RefPlantNLR: a comprehensive collection of experimentally validated plant NLRs
Posted on: 21 July 2020
Preprint posted on 9 July 2020
RefPlantNLR: With all NLRs under one roof, appreciate the diversity and address the gaps
Selected by Hiral ShahCategories: evolutionary biology, pathology, plant biology
The Backstory
The nucleotide-binding leucine-rich repeat (NLR) is a large family of intracellular receptors involved in pathogen recognition, functioning as gatekeepers of plant immunity. The activation of NLRs by pathogen effectors, directly or indirectly, induces plant immune responses referred to as effector-triggered immunity (ETI) that prevents the proliferation of the pathogen. Though some “singleton” NLRs achieve pathogen sensing as well as immune signaling, many NLRs are either dedicated sensors or helpers in downstream signalling, functioning through gene clusters and networks.
With an impact on disease resistance, NLRs are a factor in crop breeding and believed to be involved in a co-evolution arms race with pathogen effectors through rapid variation in sequence and copy number, across species. Classically, plant NLRs are known to have a tripartite domain architecture with an N-terminal domain, a central NB-ARC domain (involved in nucleotide binding and oligomerization – NOD) and a C-terminal LRR domain. However, recent studies have uncovered plant NLRs with many different domains. For instance, the rice protein Pb1 has a NOD domain different from the canonical NB-ARC, but maintains overall NLR structure. The variable N terminal domain forms the basis of the classification of NLRs into four sub-clades, CC-NLR, TIR-NLR, CCR-NLR and the recent addition, the CCG10 NLR clade.
The study puts together an extensive reference dataset of experimentally validated 415 NLRs across 31 plant genera and 4 NLR clades by manually screening literature for genes associated with disease resistance or susceptibility, effector-triggeredimmune responses or their regulation and downstream signaling, necrosis and allelic series of NLRs, followed by annotation to ensure the presence of a NB-ARC domain along with additional domains. It is the first dataset of the OpenPlantNLR community. The study also provides a more compact set of 235 proteins after factoring in redundancies.
Key Findings
The dataset incorporates information about a wide range of aspects such as amino acid and coding sequences, plant source, pathogen, effectors, associated helper components and domain structure, uncovering 407 unique NLRs and 347 distinct NB-ARC domains. NLRs like RPP7 with identical sequences highlight the importance of context dependent regulation in different plant backgrounds.
The study describes the plant-wise distribution of validated NLRs drawing our attention to a skew towards the well-studied plants, with a substantial proportion of plant diversity not accounted for and clearly no members from non-flowering plants(Fig1A). The plant laboratory workhorse Arabidopsis, economically important cereals, rice, wheat and barley, and Solanaceae account for three-fourths of the NLRs in this set, a fraction that does not change much even in the 235 protein dataset.
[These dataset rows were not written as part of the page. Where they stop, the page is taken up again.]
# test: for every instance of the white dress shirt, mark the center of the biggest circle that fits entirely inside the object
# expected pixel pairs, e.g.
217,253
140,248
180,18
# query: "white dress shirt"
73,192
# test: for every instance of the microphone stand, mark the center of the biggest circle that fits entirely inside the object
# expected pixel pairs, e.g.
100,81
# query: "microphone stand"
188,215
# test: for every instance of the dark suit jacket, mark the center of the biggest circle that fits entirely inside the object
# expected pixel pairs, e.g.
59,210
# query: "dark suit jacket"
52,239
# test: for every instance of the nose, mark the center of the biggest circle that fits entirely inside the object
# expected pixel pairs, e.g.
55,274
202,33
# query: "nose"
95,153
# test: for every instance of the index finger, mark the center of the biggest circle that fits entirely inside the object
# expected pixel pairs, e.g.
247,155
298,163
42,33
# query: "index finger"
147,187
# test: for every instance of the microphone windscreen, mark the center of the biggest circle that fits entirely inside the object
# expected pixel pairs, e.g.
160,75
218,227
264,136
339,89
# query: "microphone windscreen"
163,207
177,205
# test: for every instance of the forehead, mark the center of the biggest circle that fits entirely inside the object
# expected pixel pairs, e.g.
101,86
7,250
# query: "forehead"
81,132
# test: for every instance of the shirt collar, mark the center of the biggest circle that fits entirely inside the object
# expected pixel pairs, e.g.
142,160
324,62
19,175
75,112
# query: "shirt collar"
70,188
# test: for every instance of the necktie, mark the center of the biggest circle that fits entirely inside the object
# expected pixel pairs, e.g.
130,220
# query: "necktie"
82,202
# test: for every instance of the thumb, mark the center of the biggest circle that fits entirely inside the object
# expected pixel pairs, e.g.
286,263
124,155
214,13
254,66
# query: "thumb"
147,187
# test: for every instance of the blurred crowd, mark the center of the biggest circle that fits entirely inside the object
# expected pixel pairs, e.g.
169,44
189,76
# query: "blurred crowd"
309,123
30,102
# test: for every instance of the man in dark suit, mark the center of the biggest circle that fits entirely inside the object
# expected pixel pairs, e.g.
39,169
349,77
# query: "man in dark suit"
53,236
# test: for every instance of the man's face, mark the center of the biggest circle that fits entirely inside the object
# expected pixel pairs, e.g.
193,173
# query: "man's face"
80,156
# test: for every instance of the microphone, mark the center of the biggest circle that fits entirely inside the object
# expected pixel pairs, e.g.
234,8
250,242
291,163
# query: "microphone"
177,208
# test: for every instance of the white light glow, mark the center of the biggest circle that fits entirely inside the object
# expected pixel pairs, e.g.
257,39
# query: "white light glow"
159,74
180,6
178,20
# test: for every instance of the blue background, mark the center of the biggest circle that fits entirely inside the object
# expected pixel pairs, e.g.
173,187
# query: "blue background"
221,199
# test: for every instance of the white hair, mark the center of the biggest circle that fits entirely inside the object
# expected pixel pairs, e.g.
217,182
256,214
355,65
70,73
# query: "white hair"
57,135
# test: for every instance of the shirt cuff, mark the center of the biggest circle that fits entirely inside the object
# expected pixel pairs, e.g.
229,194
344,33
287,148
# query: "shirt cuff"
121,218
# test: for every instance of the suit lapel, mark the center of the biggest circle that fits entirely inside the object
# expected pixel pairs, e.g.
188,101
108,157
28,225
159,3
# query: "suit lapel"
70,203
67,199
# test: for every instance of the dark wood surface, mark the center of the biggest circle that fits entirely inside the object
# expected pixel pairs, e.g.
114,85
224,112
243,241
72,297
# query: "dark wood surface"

The fact that Arabidopsisis the only taxon with members from all NLR clades and the cereals show a bias towards CC-NLRs,highlights the current gaps, but also potential areas for the way forward in NLR biology.
The over-representation is also seen with respect to NLR clades. CC-NLR and TIR NLR are the most common domain combinations making up almost 80% of the validated NLRs. The remaining 20% forms a unique and interesting set, covering novel and non-canonical domain combinations, duplications and arrangements, at both the N and/or C-terminal domains (Fig 1B). For all those interested, the preprint has many interesting examples and details.The diversity is also seen in NLR protein lengths which vary between clades. NB-ARC domains show a tighter distribution barring a few extremely short and long one that stretched the boundaries of NLR domain diversity.
Domain gains are a recurrent feature of NLR evolution making prediction of plant NLR stricky. Though there are several NLR extractors that identify canonical NLR characteristics, this comprehensive dataset of functionally validated proteins with all its diversity could prove an important benchmarking resource for future NLR annotation tools.
Why I like it
The study provides a phylogenetic framework of experimentally validated NLRs, encouraging us to appreciate the structural diversity and directs the field towards the potential of under-studied plant groups and NLR clades. The authors are crowdsourcing for suggestions to improve the study with more comprehensive analysis which will be incorporated in the subsequent version to be submitted to the journal.